On the matter of language, I remember reading about a find in Israel where they discovered a Neandertal hyoid bone, which is the bone used for speech. And it was pretty much identical to ours. So they probably had the physical ability to speak. They also had actually more brain than we do* and didn’t seem to be lacking any major parts of it, so there’s no reason to suppose that they lacked the mental ability to speak as well. So they probably could have spoken. Whether they did or not, of course, is impossible to say because we have no way to listen to them.
They may have had the concept of art, however, which would strongly imply the ability to communicate. LaMa would be the one to know more about that, though.
We do know quite well that they could learn new processes, however. Their species (or subspecies) was around for at least a hundred thousand years. Their toolmaking changed greatly over that period, meaning that they learned new techniques. Also, different populations lived in different ways; the Neanderals living on the coast learned to make use of their coastal environment, while those living in the mountains learned how to make use of their own habitat’s peculiarities.
Communal soul and spiritual awareness. . .there’s no way to say. It’s not greatly likely, though, that they had any sort of racial memory or telepathy or anything like that. There are just too many problems with those basic concepts.
I was under the impression (please forgive my ignorance, but it is so intersting , but I have 0 knowledge on the subject) that neandertal was almost"bred out” by interaction between H Sapien and them.
I believe that what ended the Neandertal species is one of the most hotly contested of all debates in the field.
Was neandertal totally hairy , or was he more like us?
As far as I know, we only have the DNA that codes for Neandertal hair. We don’t have any preserved specimens of Neandertals with their hair attached. So how hairy they were is very speculative. Many paleontologists don’t think that they were all that significantly hairier than we are, though. I’ve read reports of computer simulations showing that Neandertals would overheat too easily if they were indeed covered in hair.
Also the big question , was he as strong as Arnie?
Again, we don’t have direct evidence. With only skeletal remains, we have to make estimates based on where and how the muscles had been attached to the bones (we can see that by looking carefully at the bones). Strong muscles tend to require certain attachment characteristics that aren’t so well developed on weaker muscle attachments. Then there are all sorts of bone and muscle ratios, bone density measurements, and so on. These clues aren’t perfect, but they give us an idea. Based on that, it’s pretty certain that the average healthy Neandertal was probably stronger than the average modern human. Whether the average Neandertal was as strong as Arnie can only be answered in one way, of course: Governor Arnold vs. Uya the Neandertal in a cage fight, best two out of three! If you’ll book the contestants, I’ll arrange for the popcorn and drink sales.
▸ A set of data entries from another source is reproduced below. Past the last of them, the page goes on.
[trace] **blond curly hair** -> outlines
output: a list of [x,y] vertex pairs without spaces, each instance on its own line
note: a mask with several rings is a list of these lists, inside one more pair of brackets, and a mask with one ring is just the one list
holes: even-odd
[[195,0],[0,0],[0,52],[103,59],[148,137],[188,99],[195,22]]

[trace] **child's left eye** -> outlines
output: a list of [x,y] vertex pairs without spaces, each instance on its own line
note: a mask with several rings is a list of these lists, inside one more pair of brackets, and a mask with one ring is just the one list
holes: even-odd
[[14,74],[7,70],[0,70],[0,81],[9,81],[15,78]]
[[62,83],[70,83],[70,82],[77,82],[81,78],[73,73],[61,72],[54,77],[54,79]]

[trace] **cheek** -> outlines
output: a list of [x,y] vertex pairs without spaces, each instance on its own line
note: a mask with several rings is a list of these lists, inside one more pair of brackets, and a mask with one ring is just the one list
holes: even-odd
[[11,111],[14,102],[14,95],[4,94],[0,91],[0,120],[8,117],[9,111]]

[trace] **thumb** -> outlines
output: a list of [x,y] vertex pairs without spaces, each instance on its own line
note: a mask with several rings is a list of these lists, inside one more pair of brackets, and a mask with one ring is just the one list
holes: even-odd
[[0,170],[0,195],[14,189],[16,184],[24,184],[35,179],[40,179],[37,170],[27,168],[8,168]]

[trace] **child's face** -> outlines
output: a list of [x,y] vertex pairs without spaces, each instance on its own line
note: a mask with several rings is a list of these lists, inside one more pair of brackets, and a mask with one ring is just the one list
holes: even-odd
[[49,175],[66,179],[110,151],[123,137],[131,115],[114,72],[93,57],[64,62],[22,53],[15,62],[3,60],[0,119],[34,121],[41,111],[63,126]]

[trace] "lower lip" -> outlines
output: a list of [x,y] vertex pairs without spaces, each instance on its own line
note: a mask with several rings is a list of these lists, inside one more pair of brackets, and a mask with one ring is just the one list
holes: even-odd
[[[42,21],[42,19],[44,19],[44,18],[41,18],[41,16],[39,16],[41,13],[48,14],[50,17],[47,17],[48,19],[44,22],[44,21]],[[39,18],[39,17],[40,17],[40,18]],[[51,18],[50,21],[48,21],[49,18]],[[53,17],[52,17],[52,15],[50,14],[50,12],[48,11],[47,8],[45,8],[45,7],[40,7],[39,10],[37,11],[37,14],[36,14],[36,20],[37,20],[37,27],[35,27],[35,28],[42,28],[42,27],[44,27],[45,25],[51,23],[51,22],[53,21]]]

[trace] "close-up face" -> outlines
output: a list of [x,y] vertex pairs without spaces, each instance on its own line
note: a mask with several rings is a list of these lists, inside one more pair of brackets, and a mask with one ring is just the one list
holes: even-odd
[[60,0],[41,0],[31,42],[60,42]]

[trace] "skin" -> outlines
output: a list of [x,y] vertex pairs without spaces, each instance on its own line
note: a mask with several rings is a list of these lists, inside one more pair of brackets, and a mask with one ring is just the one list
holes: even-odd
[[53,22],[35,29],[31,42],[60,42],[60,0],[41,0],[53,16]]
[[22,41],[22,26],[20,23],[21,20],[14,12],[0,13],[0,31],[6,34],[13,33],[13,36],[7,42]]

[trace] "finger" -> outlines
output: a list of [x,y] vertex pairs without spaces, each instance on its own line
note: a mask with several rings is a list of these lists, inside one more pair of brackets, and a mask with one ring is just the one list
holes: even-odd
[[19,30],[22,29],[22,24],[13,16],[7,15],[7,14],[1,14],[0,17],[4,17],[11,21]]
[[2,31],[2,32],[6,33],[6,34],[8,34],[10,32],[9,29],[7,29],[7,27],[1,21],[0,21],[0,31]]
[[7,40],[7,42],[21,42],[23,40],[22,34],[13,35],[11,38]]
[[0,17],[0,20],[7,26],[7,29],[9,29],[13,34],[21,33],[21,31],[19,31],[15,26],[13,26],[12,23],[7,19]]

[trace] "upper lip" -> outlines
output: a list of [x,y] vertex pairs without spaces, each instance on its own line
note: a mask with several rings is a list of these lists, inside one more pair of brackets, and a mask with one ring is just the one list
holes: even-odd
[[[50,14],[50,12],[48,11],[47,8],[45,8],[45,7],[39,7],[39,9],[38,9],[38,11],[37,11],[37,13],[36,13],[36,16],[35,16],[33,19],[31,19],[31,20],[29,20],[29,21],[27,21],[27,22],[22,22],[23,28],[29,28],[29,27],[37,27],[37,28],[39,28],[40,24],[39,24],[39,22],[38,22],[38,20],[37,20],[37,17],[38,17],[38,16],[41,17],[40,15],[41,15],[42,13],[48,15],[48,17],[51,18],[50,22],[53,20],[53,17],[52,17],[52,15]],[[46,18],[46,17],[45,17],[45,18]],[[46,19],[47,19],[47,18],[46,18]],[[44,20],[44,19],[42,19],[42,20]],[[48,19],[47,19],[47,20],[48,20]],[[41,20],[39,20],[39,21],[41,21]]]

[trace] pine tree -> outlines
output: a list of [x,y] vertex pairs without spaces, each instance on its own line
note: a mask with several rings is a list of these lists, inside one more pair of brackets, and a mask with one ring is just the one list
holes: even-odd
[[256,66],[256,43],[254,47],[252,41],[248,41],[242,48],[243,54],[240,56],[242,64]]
* Brain size is not an exact measure of intelligence. There’s only a rough correlation between comparative brain size and comparative intelligence when there’s an extreme difference in size amongst somewhat related species. So while having a brain 5% bigger than another hominid doesn’t mean you’re probably smarter, having a brain 500% bigger means you probably are. Of course, part of that also depends on what parts of the brain are bigger or smaller.
If it was just brain size that mattered, whales would rule the world, and we’d be subservient even to cattle.